A business case. The lack of one is the big elephant in the room that the whole debate around the Constitutional Reform agenda seems to be tiptoeing around. Constitional Reform is a textbook replacement problem. See it from a Project Management Lifecycle (PMLC) perspective and this becomes quite evident.
Most PMLC schools of thought (management consultants tend to develop different flavours of it for their respective consulting brand quackery) define five key life cycle stages: Propose, Investigate, Design, Build, and Test. For big implementation projects, initial funding approval is conditional on the basis of a solid business case to proceed.
The Investigation stage is usually the most crucial stage. It is where user requirements and solution optionsare identified, itemised, articulated, and costed. Any evaluations of the options presented on the basis of their benefits (or, more broadly, added-value) can only be in the context of the cost of the whole exercise.

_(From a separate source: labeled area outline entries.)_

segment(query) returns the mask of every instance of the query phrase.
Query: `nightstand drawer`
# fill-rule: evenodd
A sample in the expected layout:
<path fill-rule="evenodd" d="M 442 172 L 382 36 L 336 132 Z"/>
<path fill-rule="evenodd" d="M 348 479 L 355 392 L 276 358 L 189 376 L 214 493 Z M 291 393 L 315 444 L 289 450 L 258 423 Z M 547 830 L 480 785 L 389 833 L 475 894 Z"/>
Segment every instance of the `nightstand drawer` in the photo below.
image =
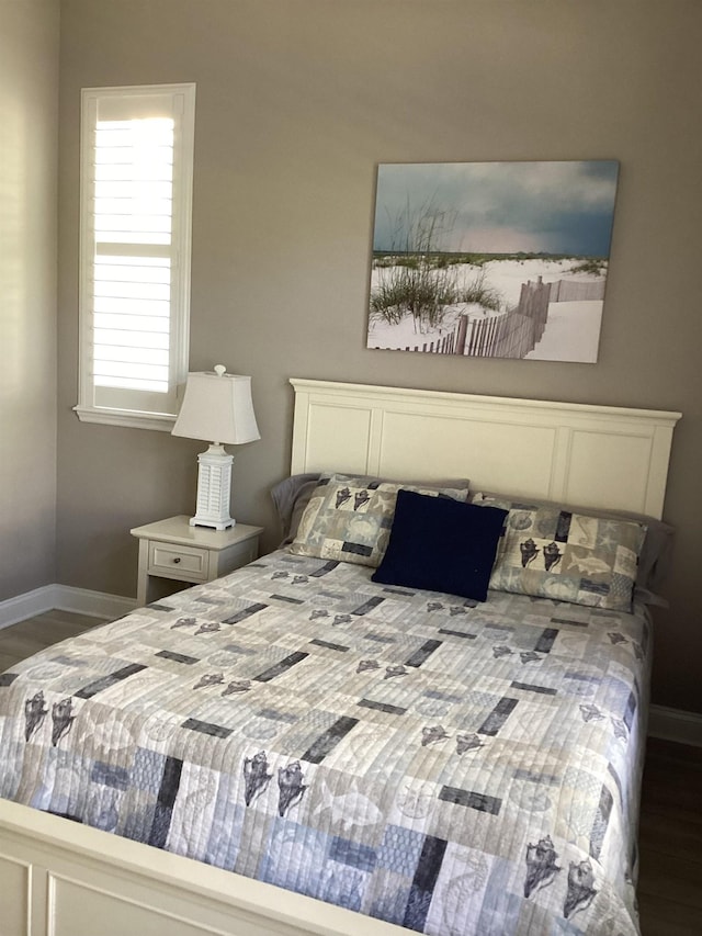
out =
<path fill-rule="evenodd" d="M 186 582 L 206 582 L 208 559 L 206 549 L 150 542 L 148 572 Z"/>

The bottom line of any change initiative in the Philippines — reduction of poverty — is something nobody in the National “Debate” seems to have any disagreement on. Say then that the benefit part of the business equation is “reduction of poverty”. What are the options then to consider for the cost side of the equation? Obviously there are two broad options:
(1) Do nothing (i.e. continue using the current Constition for the foreseeable future).
(2) Change the Constitution
The first costs nothing. The second will cost us in terms of:
(2.a) The actual administrative costs of organising the movement, convening the investigation and design forum, and implementing (agreeing and ratifying) the new charter.
(2.b) Continuity costs in terms of disruption to governance and distraction of a population that tends to fixate on political circuses (as if elections every six years isn’t an already costly distraction in a Third World society like ours).
(2.c) Risk profile; i.e., is the problem with Filipinos really to do with the nature of our politics?
In short, there is only one benefit of any real consequence in the bigger scheme of things and two options and their costs against which this one benefit should be evaluated against in a proper cost-benefit analysis.
The obvious question when replacing an asset (our current pseudo-US-style Presidential system) then becomes quite simple:
Have we already been using this asset in its existing form in an optimal way?
Specifically, does this current system offer us enough room to move which we simply refuse to or lack the brains to harvest?
* * *
We need to be careful and make sure we don’t gather up unhealthy momentum that may reduce our ability to remain reflective and introspective about certain belief systems that could be starting to snowball. The holding up of Presidential Systems and Oligarchs as strawmen or bogeymen should be avoided and we should, instead, remain focused on the whole point of such exercises and initiatives lest we ourselves get blinkered by our own zealous agenda-driven rush towards an as yet uncrystallised solution that could deliver ill-understood outcomes.
Remember the 1986 Edsa “Revolution”.
Perhaps for our own benefit, as Ben Kritz points out, we need to encourage people who are opposed to constitional reform to come up with more modern and more robust arguments to make sure that a balance is maintained and that the constitional reform agenda is not perverted by unhealthy popularity.
Answering the question of whether we have exhausted all efforts to derive as much value as we can from the currentsystem of governance is the key to anyone who opposes Constitutional Reform coming out as an intelligent challenge to it. This is what I mean when I cite the opposers’ need to modernise their approach and leave behind the old moronic style of politicising the debate the way relics of 1980′s thinking like Ellen Tordesillas do by insulting the intelligence of the public in the way she applies quaint scare tactics that tend to work on the smallest minds of our society.